We need to take heed to the words of President Lincoln once again, for these words were spoken from a knowledge of the grace found in Jesus Christ alone. We must personally and corporately reject the “eye for an eye” justice that led our nation to a bloody Civil War and through decades of subsequent racism and strife.
Regardless of our opinions on statues or Nazis, the response to racism and hatred must not be hatred and violence. If it is, then we will have perpetuated the disastrous legacy of the post-war reconstruction and will consign ourselves to repeat the failure of history for another generation. Historians tell us that the punishment of Germany after the First World War directly resulted in the rise of the Nazi party. Vengeance for past sins provided the kindling that lit an even more devastating sequel. Dr. King told us that darkness does not eliminate darkness, only light can do that. Violence does not stop violence, it perpetuates it.
It is always difficult to move forward after suffering a personal or corporate injury. Our loss and our injuries cause us to fixate on our wounds instead of allowing us to focus our energy on a vision for tomorrow. This backward thinking consigns us to nurse old wounds or plot vengeance for past offenses. This is not a strategy for personal or national health, but a recipe for destruction.

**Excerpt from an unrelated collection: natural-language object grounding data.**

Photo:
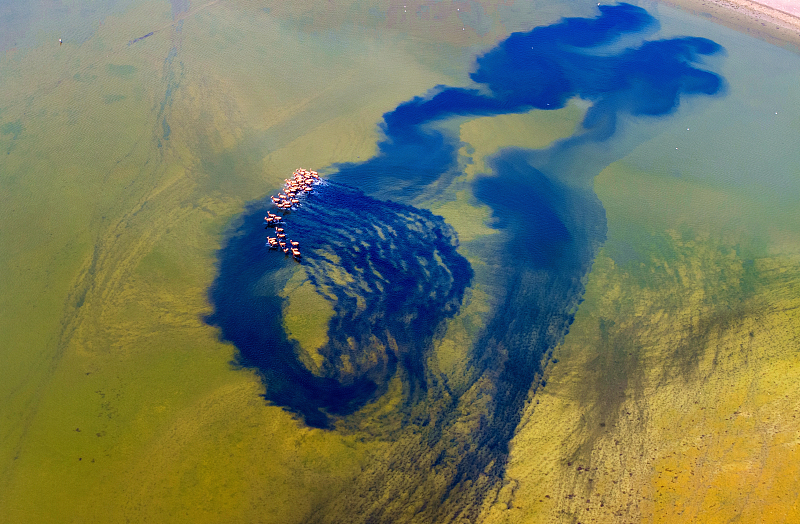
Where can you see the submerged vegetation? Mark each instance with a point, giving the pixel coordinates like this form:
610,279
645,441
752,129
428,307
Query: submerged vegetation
482,328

In order to be the best that we can be, we must rediscover our vision for tomorrow. This must begin with forgiveness born of love. Forgiveness for both personal and corporate sins. There is a good reason why Jesus instructs those who would follow him to forgive others and to even to love our enemies. Without forgiveness there is no way forward. You cannot go to the Promised Land if you keep turning back to smite your enemy. When we fail to forgive others we allow our enemies to not only blur our vision, but to take over our life’s agenda. That is how the darkness wins. It clouds every new day with the disappointments of the past.
The crisis of our moment is not the granite statues that pepper our landscape. Removing them will not rejuvenate the hardened heart of the nation. Our crisis is that we have hearts of stone where there should be flesh. When hearts become hardened by fear, anger and hatred everything looks like an attack and your neighbor’s flaws become unforgiveable. We need God to transform our hearts of stone into hearts that can love and forgive again. I beg you to turn away from your anger and forgive those who have wounded you. Do not let your hearts be swept away in the chaos of this world of vengeance.
In the words of St. Francis of Assisi, be “instruments of (God’s) peace.”
“Lord, make me an instrument of your peace,
Where there is hatred, let me sow love;
Where there is injury, pardon;
Where there is doubt, faith;
Where there is despair, hope;
Where there is darkness, light;
Where there is sadness, joy;
O Divine Master, grant that I may not so much seek to be consoled as to console;
To be understood as to understand;
To be loved as to love.
For it is in giving that we receive;
It is in pardoning that we are pardoned;
And it is in dying that we are born to eternal life.”